The copyright performance of a play was a first public performance in the United Kingdom, staged purely for the purpose of securing the author's copyright over the text. There was a fear that, if a play's text was published, or a rival production staged, before its official preview or premiere, then the author's rights would be lost; to forestall these abuses, the practice arose of staging a copyright performance, which was notionally public, but in practice staged hastily before an invited audience with no publicity and no regard for the artistic quality of the acting or production.
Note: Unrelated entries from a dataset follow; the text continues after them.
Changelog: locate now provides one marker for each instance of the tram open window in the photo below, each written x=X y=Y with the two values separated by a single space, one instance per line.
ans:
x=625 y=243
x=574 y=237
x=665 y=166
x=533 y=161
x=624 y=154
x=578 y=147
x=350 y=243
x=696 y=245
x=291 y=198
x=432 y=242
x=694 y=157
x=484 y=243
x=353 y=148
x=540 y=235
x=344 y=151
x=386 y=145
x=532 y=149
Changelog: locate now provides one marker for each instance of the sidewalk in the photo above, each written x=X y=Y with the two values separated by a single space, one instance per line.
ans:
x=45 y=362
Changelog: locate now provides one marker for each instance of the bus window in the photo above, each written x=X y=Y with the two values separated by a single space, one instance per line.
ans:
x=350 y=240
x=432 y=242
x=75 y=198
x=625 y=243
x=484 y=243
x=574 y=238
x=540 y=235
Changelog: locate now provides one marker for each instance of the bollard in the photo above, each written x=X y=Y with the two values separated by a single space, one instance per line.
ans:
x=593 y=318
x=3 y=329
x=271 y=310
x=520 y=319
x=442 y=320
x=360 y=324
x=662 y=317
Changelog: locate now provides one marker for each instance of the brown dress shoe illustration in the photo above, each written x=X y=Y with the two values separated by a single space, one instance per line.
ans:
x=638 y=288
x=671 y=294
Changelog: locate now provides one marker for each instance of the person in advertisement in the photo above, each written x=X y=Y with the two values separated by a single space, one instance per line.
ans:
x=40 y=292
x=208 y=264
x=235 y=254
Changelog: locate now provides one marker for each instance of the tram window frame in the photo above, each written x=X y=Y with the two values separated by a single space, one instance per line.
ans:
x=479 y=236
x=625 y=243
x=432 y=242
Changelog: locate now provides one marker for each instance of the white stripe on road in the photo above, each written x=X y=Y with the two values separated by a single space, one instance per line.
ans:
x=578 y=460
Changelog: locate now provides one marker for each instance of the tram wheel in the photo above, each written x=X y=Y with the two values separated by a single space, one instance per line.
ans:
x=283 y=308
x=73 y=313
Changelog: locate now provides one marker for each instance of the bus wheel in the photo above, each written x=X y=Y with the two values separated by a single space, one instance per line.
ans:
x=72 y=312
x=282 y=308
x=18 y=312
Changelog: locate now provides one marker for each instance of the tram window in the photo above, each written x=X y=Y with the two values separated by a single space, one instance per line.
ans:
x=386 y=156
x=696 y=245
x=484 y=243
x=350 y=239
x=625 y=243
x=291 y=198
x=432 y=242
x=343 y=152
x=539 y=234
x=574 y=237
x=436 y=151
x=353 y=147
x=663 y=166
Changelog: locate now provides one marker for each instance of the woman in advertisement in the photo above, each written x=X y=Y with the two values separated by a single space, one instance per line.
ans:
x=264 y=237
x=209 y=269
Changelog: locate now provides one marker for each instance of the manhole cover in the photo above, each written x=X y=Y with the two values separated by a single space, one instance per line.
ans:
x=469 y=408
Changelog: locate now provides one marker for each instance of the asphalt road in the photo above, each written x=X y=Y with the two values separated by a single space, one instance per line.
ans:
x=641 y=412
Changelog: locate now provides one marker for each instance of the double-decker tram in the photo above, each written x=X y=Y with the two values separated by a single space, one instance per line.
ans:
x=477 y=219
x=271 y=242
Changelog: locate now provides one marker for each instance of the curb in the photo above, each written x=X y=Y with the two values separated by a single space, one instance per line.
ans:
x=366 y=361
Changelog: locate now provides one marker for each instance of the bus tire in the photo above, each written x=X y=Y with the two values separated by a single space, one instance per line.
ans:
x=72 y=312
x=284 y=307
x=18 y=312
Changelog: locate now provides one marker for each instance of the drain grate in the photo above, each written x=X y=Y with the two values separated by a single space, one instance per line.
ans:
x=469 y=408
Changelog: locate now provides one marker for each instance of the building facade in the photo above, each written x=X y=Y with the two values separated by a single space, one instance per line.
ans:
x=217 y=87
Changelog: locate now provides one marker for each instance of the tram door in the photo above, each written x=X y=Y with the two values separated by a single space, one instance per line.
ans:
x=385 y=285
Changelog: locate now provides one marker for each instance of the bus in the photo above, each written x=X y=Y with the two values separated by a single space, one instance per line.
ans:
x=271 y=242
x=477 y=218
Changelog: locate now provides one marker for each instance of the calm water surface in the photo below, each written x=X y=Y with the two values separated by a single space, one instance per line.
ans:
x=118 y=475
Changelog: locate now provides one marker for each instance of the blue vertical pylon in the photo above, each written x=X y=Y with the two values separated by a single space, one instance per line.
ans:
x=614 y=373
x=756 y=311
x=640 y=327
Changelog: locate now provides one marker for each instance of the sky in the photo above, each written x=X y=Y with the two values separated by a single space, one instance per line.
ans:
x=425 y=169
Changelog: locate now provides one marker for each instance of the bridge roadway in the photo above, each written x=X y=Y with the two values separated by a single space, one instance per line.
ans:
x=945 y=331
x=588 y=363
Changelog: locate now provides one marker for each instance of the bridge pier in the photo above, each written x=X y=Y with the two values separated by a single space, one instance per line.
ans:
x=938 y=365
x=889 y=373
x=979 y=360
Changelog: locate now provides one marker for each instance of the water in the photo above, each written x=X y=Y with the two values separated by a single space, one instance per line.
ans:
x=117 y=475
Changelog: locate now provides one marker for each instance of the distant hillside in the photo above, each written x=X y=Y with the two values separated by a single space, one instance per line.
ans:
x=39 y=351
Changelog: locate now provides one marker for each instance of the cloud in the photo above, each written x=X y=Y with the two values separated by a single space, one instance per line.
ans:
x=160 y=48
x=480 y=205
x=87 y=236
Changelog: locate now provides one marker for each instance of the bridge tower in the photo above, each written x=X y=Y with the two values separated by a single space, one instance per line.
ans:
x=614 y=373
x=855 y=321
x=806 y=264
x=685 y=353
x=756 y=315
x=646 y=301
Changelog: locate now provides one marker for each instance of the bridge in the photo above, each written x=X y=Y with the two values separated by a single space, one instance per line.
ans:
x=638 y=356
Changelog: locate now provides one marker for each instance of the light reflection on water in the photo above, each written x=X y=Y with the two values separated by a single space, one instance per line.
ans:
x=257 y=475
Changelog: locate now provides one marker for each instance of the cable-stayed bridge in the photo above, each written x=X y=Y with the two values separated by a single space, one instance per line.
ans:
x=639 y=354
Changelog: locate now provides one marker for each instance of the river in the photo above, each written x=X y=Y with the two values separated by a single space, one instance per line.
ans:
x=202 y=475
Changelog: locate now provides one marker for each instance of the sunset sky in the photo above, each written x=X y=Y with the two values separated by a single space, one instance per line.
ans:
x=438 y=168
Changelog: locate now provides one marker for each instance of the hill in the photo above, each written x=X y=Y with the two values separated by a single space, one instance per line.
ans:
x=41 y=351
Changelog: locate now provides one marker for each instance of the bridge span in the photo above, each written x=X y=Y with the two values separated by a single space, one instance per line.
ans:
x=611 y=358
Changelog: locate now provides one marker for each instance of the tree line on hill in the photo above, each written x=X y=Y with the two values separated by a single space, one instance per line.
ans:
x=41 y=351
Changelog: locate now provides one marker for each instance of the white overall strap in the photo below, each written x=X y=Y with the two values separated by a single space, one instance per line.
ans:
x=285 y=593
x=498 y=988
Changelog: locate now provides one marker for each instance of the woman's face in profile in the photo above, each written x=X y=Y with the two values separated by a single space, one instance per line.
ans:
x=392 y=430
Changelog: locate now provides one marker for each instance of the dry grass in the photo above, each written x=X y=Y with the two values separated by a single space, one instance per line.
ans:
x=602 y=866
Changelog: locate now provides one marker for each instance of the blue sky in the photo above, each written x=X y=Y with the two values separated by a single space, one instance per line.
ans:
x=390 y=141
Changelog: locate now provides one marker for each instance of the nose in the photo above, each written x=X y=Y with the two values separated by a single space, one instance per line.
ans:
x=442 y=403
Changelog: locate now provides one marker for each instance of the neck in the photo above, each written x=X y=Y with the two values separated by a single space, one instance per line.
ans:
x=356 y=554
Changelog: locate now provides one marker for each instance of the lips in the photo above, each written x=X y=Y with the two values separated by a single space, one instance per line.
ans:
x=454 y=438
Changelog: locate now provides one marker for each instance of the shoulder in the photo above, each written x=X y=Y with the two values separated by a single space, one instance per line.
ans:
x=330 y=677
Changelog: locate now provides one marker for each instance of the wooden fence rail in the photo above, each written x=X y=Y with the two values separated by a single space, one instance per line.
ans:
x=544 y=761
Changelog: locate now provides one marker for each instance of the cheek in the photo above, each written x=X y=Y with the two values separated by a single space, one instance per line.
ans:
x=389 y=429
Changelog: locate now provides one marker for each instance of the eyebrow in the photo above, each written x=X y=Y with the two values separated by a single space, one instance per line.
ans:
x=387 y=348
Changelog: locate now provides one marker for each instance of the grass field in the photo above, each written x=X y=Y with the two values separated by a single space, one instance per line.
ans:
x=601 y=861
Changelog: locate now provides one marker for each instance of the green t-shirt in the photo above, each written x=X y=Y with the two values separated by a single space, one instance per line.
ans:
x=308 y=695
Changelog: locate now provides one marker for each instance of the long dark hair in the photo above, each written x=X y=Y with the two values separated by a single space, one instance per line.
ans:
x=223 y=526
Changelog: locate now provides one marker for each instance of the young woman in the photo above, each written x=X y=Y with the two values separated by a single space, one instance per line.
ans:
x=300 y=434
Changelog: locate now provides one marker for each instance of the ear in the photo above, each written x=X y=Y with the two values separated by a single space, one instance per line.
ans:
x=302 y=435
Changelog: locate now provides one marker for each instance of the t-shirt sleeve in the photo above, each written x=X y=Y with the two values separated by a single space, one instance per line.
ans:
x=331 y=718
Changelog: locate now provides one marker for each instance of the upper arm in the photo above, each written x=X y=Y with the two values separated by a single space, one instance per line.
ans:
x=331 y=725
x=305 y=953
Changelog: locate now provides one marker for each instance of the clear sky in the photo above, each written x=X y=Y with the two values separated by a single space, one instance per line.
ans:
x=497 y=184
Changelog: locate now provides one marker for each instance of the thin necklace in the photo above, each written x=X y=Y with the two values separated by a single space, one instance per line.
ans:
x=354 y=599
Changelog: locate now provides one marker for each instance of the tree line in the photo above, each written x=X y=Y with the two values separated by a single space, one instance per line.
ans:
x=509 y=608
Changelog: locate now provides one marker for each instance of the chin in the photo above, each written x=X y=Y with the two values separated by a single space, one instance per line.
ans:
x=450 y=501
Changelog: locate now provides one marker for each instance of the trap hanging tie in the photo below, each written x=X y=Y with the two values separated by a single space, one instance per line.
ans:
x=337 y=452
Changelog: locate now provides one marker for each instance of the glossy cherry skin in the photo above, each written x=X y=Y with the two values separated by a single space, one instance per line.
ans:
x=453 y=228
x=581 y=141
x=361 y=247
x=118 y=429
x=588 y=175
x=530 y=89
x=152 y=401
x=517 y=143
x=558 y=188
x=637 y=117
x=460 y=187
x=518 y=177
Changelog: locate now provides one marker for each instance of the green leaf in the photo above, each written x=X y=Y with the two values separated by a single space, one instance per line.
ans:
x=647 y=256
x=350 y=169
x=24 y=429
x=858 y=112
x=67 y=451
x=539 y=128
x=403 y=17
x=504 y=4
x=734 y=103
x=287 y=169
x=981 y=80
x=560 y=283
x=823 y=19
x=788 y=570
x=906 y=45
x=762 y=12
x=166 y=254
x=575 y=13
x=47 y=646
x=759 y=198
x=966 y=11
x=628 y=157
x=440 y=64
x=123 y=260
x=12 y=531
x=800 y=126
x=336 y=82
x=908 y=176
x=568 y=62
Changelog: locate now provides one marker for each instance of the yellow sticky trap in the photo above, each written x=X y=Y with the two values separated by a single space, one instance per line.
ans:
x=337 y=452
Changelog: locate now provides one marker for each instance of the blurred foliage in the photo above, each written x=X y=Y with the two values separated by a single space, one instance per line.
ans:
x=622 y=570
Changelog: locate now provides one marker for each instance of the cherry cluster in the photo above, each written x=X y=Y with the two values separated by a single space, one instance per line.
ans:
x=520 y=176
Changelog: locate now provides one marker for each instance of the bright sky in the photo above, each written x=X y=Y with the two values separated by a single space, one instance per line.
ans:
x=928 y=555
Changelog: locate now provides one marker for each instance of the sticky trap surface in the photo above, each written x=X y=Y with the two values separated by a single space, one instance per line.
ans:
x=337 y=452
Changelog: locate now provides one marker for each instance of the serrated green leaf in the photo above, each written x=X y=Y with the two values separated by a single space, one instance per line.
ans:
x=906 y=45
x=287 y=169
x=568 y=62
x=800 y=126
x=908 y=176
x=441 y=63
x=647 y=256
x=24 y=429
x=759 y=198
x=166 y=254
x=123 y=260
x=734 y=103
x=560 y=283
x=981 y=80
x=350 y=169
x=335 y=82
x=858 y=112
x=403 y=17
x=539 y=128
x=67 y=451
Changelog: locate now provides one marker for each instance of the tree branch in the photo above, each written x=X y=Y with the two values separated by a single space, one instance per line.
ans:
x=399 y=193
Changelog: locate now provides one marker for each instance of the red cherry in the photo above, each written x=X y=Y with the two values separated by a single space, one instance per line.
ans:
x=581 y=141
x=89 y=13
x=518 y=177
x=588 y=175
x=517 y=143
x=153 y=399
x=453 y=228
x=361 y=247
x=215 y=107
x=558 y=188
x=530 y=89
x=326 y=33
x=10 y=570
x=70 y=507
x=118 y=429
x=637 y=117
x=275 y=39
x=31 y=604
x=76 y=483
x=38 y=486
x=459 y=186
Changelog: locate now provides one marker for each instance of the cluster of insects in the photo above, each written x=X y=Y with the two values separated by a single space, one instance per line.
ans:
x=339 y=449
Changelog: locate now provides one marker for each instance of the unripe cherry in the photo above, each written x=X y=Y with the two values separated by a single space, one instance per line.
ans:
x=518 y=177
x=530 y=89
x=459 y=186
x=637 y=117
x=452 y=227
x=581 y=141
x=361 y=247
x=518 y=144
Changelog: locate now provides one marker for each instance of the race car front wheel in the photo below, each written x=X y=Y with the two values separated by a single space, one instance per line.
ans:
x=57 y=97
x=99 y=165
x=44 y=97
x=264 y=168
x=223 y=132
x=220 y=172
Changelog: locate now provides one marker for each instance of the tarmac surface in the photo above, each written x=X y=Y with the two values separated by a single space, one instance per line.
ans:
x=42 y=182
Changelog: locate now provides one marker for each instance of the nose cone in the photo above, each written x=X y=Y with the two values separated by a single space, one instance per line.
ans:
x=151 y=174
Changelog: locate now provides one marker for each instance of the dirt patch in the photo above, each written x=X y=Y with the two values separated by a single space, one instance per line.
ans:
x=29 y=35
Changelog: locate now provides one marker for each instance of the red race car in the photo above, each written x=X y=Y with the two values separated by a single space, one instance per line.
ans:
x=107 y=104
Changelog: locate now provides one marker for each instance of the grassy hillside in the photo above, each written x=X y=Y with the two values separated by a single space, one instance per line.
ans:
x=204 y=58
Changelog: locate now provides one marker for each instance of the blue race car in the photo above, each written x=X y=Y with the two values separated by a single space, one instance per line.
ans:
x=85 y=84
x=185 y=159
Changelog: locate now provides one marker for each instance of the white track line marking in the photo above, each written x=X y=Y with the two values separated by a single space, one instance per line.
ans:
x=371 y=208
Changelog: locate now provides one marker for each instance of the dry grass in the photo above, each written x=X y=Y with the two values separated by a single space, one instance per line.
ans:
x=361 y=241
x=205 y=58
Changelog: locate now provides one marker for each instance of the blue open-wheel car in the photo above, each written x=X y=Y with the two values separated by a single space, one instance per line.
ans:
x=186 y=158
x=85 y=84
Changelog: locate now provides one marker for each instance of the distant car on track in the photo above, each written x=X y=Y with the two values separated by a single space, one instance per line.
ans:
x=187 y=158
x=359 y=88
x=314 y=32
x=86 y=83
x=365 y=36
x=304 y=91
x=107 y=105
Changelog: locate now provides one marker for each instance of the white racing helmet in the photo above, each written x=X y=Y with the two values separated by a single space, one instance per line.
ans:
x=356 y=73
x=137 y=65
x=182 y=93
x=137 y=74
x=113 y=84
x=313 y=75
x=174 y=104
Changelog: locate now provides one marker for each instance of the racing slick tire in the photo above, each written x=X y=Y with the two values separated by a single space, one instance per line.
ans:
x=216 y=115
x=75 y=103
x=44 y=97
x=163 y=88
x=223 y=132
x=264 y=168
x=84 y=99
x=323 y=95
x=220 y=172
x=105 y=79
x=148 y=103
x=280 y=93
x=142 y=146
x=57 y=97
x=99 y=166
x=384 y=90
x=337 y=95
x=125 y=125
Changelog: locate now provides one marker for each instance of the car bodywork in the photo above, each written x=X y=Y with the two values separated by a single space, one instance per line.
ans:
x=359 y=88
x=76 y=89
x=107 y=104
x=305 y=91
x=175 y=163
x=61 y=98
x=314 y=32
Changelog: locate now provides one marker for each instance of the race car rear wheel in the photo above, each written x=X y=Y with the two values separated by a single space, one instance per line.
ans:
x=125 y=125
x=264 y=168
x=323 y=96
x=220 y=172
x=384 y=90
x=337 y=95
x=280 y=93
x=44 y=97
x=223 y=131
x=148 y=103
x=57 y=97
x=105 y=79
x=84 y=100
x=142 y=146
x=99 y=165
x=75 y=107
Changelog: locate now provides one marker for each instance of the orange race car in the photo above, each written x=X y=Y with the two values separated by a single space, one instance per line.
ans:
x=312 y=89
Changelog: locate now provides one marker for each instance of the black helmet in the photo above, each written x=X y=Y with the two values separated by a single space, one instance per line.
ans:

One legal authority wrote that such a performance, "though probably not necessary to fulfill any legal requirement, permits registration of first performance at Stationers' Hall and gives useful public notice to possible infringers." The practice was common in the decades after the Berne Convention of 1886; the United States was not a signatory, and plays first staged there were ineligible for copyright in the United Kingdom.

George Bernard Shaw's The Philanderer had a copyright performance hastily arranged in 1898 just before its publication in Plays Pleasant and Unpleasant. The play's more controversial scenes were cut from the performance to secure the approval required from the Lord Chamberlain, but restored in the printed version. Many less commercially viable plays were never performed other than in a single copyright performance. Novelists sometimes arranged copyright performances of dramatisations of their works; a single 1897 performance of Dracula enabled the widow of Bram Stoker to sue F. W. Murnau in 1922 when his unlicensed cinematic adaptation Nosferatu was shown in Britain.